へー、こんなところに神社、あったっけ?まあいいか、ちょっと行ってみるか?
本当に神社なんかあるのかよというような、家と家の細い間を通っていく。両脇には神社の名前の紺色ののぼりが何本もたっている。
マジ?なんだかな?戻ろうかな?
そう思っていたら、ポンと広い空間に飛び出た。
あ、神社。
キツネだ?
お稲荷さん?
何の神様かな?
でもなんだか結構人がいるな。
スマホを見るとそろそろ十時になる、九時五十八分、二時間以上歩いてきた。
猫?どこだろう?
とにかく参拝でもするか。
財布から五円玉を出した。
「いいご縁がありますように、それとこの先幸せでありますように…なあ、神様、いるのなら前言撤回、この先一人で生きなくてもいいようにしてくれねーかな、なんかさみしくてさ・・・」
フーとため息のような声が出た。
「まじで、神様、お願い、人のぬくもり感じてみたいんです、お願いします」
確か、住所と名前というんだよな。
心の中で、念じた。念じるもんじゃねえけどな。
さて、帰ろうかな?
後ろを見ると、境内の中がぐるりと見渡せた。
人がぞろぞろ同じ方へ行く?何があるのだろう?
「あ、猫?」
走り出した、その人たちの波にのり、猫は建物の中に入って行ってしまった。
看板が立っている、映画?建物を見上げた。
へー、映画館だ、古いなー。
入り口は、黙っていれば通り過ぎそうな小さなもの、映画は?
君の未来?
君の名は?じゃねえの?なんだろう自主映画かな?
値段を見た。
え?
目をごしごし。
電光掲示板?が頭の上にある、それを見てお金を払っているのだ。
入っていく人たち、まるで品定めをするように、人の前で値段が変わる、いや変わっている?
また眼をこすった。
若い男女ペア、千五百円?まあ妥当だな?
その後ろ、どう見ても七十過ぎの爺さん。
二百円?
その次は、おやじぐらいの人。
は?一万?
あ、帰る。
出て行く人もいるんだ。
一万円は一人だったけど、金額は二百円から三千円、なんだか俺も行ったらどんな金額が出るのか、興味がわいた。
財布を確認、千五百円までだな。
入り口に行くと、おばあさんが一人、入場券売り場にいた。
「いらっしゃい」
「中学生一人」
「過去、現在、未来どれがいい?」
どれ?と言われても、素直に聞いた。
「お金、これしかなくて」
それを見たおばあさん。
「過去か現在だな」
そういった。
過去か、俺は、現在といった。
「七百円、三百円のお返し、二番に入りな」
券をもらい、中へ入った。
過去はいい思い出がない、この先変わるわけでもないし、だったら今がいいと素直に思ったんだ、
入り口の側には売店があり、初めて映画館に入った俺は辺りをきょろきょろ。
でも次のお客さんが来てそれが少しわかったような気がした。
母さんより少し年上に見えた女性が過去といった、すると頭の掲示板が千円と出たんだ。
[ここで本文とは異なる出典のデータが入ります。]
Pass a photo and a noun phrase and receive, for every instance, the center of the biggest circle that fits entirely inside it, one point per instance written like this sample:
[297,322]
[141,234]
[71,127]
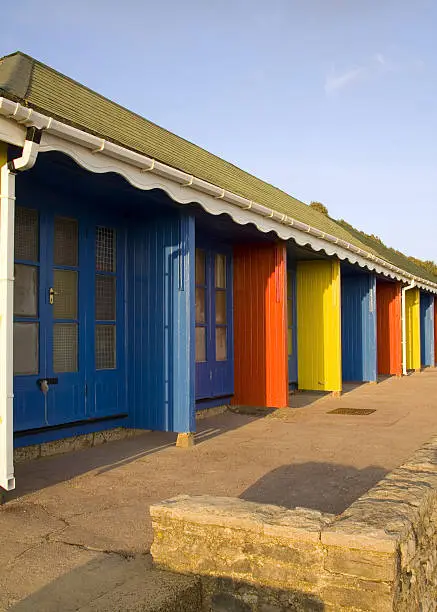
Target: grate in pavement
[354,411]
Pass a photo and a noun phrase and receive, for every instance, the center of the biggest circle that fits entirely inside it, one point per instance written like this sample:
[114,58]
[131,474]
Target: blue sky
[330,100]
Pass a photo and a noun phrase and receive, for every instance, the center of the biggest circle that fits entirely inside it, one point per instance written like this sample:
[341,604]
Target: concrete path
[78,523]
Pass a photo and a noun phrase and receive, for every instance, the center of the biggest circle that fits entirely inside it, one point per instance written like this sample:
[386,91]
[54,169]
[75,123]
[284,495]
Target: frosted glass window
[105,297]
[220,307]
[200,267]
[25,291]
[105,249]
[220,344]
[290,312]
[65,346]
[26,234]
[26,348]
[105,347]
[220,271]
[66,243]
[200,344]
[200,305]
[65,298]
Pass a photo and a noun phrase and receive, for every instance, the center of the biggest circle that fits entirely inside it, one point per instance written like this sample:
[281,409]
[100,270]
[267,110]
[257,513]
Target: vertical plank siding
[389,328]
[435,330]
[161,323]
[412,315]
[427,329]
[260,328]
[358,327]
[319,325]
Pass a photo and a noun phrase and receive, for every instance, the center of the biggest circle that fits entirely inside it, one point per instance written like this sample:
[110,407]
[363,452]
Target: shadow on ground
[40,473]
[294,485]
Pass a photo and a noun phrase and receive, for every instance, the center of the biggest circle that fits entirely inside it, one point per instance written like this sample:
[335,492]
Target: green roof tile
[38,86]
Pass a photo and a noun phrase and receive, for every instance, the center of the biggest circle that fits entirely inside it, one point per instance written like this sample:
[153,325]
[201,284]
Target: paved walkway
[71,515]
千円?じゃあ未来。そういうと金額は五千円になった。
噓、そんなお金ないわというとおばあさんがじゃあ現在にしてみるかと言った、すると千五百円、女性は過去の千円を渋々払って入ってきた。
その後ろからはヤンキーっぽい男性。躊躇なく未来というと、三千円と言った、パンと払い券をもらって中へ入ってくると、まっすぐ売店へ。女性はコーヒーと言っていた。何らコンビニと変わらないコーヒーを手に中へ入っていく。
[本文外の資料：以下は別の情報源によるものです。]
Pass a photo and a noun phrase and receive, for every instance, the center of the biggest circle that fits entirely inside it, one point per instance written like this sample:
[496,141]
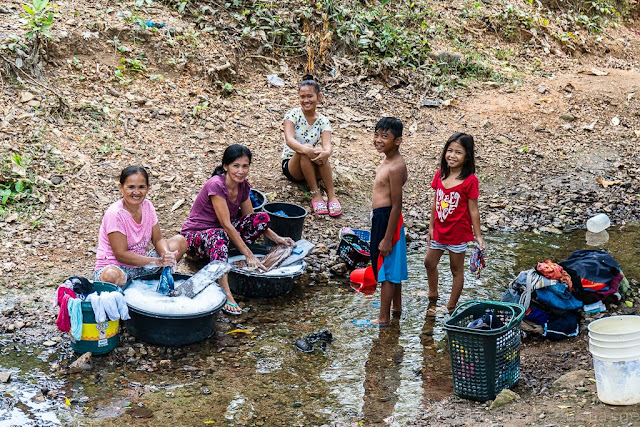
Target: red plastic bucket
[363,277]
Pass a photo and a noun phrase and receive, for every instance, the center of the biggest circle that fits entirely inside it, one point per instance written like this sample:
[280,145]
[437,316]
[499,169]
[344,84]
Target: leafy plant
[15,186]
[38,19]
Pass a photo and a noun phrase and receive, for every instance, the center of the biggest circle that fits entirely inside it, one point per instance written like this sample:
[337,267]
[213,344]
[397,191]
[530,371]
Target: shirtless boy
[388,245]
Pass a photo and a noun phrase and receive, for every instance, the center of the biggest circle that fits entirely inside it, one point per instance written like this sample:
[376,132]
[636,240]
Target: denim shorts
[456,249]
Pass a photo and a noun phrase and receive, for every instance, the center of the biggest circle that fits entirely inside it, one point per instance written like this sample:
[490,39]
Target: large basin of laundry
[278,281]
[171,321]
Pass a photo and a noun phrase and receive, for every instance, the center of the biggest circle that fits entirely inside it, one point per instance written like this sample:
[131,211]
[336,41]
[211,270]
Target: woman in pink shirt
[127,228]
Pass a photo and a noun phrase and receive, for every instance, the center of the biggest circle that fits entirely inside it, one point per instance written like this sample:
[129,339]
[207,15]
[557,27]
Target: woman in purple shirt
[222,213]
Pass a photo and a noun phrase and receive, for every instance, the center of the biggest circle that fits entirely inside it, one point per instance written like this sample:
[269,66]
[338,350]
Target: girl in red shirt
[454,215]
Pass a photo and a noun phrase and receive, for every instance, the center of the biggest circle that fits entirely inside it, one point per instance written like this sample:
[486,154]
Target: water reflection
[365,374]
[382,376]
若い客は、ポップコーンとコーラを手に階段を上がっていった。
二番って言ってたな、階段の手すりに、偶数は二階と書かれていた。
俺もコーラを買おう。
「コーラ一つ下さい」
百五十円、普通かな?大きな紙コップには赤い色に白抜きの文字、クラッシュアイス、それにコーラが入った。それを手に二階へ上がっていく。
二番、二番。
数字を頼りにドアの上を見上げる。
ダークブラウンの扉には、黒っぽい赤い皮が貼ってある。どこかの劇場みたいなドアだな?
何枚もドアがあり、不思議な感じでそのドアを開けた。
へー、なんだ明るいな。
まだ上映前、人が座席に座る姿が見える。
ここでいいか。
ドアから入ると下に伸びる階段、階段を二つほど降りて端の椅子に座った。
番号なんて関係ないじゃん、そう思った。
だって入ってきた人たちは違う番号から入ってくるけど、同じ空間だし、おかしいの?
そう思ったんだ。
コーラをゴクリ、カバンを隣の空いている椅子に置いた。
ビーーー。
ブザーの音がすると、若い女性の声で、携帯電話をお切りくださいというアナウンス。
やべ、マナーモードじゃなくて切った。
だんだん薄暗くなりはじめた。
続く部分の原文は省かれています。